Il faut justement quelqu'un comme Georges Bataille pour trancher cet éternel dilemme de l'art, des arts et des œuvres... Quelqu'un comme lui, capable de parler d'art en partant d'un exemple aussi simple que celui de la trompette guerrière... Et c'est bien ce que l'on découvre à travers ses Courts écrits sur l'art, qui sont autant d'exemples pris : il ne parle pas d'art, comme ça, abstraitement, en l'air, mais à travers des exemples : Van Gogh, Hemingway, ou Goya... 

Comme le rappelle Georges Didi-Huberman qui signe la préface de ce recueil : Bataille n'écrit  donc pas « sur » l'art, comme en surplomb et pour embrasser d'un coup d'œil l'art en entier, mais « depuis les œuvres d'art »... Mais quand on n'est pas d'artiste, quand on n'est pas Van Gogh ou Hemingway, que dire « depuis les œuvres d’art » ? Et que dire quand on n'est pas non plus critique, que l'on n'a pas prétention à produire un jugement de spécialiste ? Plus que le statut de Bataille pour parler d'art, c'est donc celui du spectateur qui se pose ici, et c'est la question que l'on se pose tous, spectateurs d'œuvres d'art : qu'en dire et à quel titre ? 

On doit à Bataille un des seuls textes sur l'art préhistorique et les grottes de Lascaux. Dix ans après leur découverte, en 1953, il écrit un texte où il pose précisément cette question de la place du spectateur devant ces peintures : où se situe-t-il ? Ni critique ni philosophe ni artiste, le spectateur se retrouve dans ces grottes, un peu déçu, un peu impressionné, mais surtout paralysé : que dire de ces peintures d'hommes qui nous ressemblent à des milliers d'années près ? 

Bataille a très bien saisi ce sentiment qui naît dans l'œil du spectateur : Lascaux n'est pas que la naissance de l'art, c'est la naissance du sentiment esthétique en chacun, flou et imprécis.
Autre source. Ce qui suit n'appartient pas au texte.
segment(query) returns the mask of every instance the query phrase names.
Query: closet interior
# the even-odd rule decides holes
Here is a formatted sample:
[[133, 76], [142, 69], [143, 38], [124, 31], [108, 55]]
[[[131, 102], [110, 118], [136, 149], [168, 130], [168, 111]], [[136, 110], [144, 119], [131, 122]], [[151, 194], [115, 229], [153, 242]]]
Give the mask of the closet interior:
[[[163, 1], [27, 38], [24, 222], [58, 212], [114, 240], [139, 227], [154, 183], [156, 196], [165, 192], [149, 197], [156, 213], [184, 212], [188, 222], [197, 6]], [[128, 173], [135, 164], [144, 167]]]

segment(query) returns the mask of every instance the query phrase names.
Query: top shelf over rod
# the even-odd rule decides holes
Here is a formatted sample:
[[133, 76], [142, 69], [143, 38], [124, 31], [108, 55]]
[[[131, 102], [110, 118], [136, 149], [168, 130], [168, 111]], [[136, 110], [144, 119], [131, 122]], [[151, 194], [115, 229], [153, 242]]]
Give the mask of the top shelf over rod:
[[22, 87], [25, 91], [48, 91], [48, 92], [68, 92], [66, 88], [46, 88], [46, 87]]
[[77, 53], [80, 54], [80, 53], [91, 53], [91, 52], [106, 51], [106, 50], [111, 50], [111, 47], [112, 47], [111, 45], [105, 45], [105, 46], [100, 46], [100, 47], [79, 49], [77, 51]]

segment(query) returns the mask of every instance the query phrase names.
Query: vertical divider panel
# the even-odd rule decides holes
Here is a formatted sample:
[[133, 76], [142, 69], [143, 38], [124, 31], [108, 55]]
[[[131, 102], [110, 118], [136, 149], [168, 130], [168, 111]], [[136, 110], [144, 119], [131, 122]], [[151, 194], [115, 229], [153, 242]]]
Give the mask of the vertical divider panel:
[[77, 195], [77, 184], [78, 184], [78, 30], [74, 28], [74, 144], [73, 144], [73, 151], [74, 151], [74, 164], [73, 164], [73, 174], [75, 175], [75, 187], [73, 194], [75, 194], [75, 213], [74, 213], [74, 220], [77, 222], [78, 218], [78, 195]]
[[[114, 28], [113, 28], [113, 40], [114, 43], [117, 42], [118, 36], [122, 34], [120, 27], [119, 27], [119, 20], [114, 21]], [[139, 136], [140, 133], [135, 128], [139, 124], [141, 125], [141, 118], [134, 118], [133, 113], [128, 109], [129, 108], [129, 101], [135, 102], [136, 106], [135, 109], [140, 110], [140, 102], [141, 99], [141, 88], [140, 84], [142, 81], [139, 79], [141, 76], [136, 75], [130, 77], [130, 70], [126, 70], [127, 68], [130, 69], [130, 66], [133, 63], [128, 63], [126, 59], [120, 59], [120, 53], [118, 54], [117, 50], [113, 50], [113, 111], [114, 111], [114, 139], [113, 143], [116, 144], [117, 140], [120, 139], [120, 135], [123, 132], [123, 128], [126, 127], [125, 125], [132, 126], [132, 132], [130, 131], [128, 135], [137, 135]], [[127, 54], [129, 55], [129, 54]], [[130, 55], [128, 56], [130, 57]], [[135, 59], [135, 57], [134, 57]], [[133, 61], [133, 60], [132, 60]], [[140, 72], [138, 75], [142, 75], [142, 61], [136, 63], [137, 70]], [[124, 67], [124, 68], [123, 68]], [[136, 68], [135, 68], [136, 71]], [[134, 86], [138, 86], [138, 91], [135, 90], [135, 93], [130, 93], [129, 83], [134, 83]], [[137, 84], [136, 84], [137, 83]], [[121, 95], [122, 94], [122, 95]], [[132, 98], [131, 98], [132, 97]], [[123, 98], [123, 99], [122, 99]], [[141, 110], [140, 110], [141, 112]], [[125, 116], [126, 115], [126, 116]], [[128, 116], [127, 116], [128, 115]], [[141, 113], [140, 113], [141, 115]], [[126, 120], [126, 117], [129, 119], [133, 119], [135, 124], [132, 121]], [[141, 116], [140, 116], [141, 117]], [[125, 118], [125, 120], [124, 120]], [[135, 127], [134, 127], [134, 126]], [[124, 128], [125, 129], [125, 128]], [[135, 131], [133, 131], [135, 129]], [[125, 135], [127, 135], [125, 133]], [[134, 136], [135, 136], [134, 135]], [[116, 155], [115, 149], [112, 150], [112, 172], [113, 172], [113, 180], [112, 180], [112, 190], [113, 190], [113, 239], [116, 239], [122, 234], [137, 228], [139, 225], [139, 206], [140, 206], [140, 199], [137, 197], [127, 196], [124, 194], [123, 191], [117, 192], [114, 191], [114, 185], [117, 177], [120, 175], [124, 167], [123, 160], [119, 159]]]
Sentiment esthétique qui ne doit rien au plaisir, ni à la théorie, ni à l'utilité, mais qui se contente de lui-même et se déploie au fur et à mesure de l'œuvre contemplée ou même créée sous ses yeux... 

Drôle d'aventure la création mais aussi la contemplation d'une œuvre... Car, si parler d'art n'a pas de sens en tant que tel, parler de son regard, subjectif, de son sentiment, à soi, face à une œuvre, n'en a peut-être pas pour les autres... Sauf à voir dans ce regard et dans ce sentiment, non pas forcément quelque chose qui se communique (comme pour le jugement esthétique dont parle Kant), mais quelque chose de nous, de nous tous. 

Bataille décelait ainsi dans l'architecture la physionomie d'un peuple, dans les musées le reflet extatique de l'homme, dans une façade un sourire humain, dans les bas-reliefs mayas le sang du sacrifice... Le trait commun à tous ces courts écrits sur l'art, comme à toutes les œuvres d'art, c'est qu'on peut y voir quelque chose de nous : et ce quelque chose de nous, c'est, à lire Bataille, les figures défigurées de l'humanité.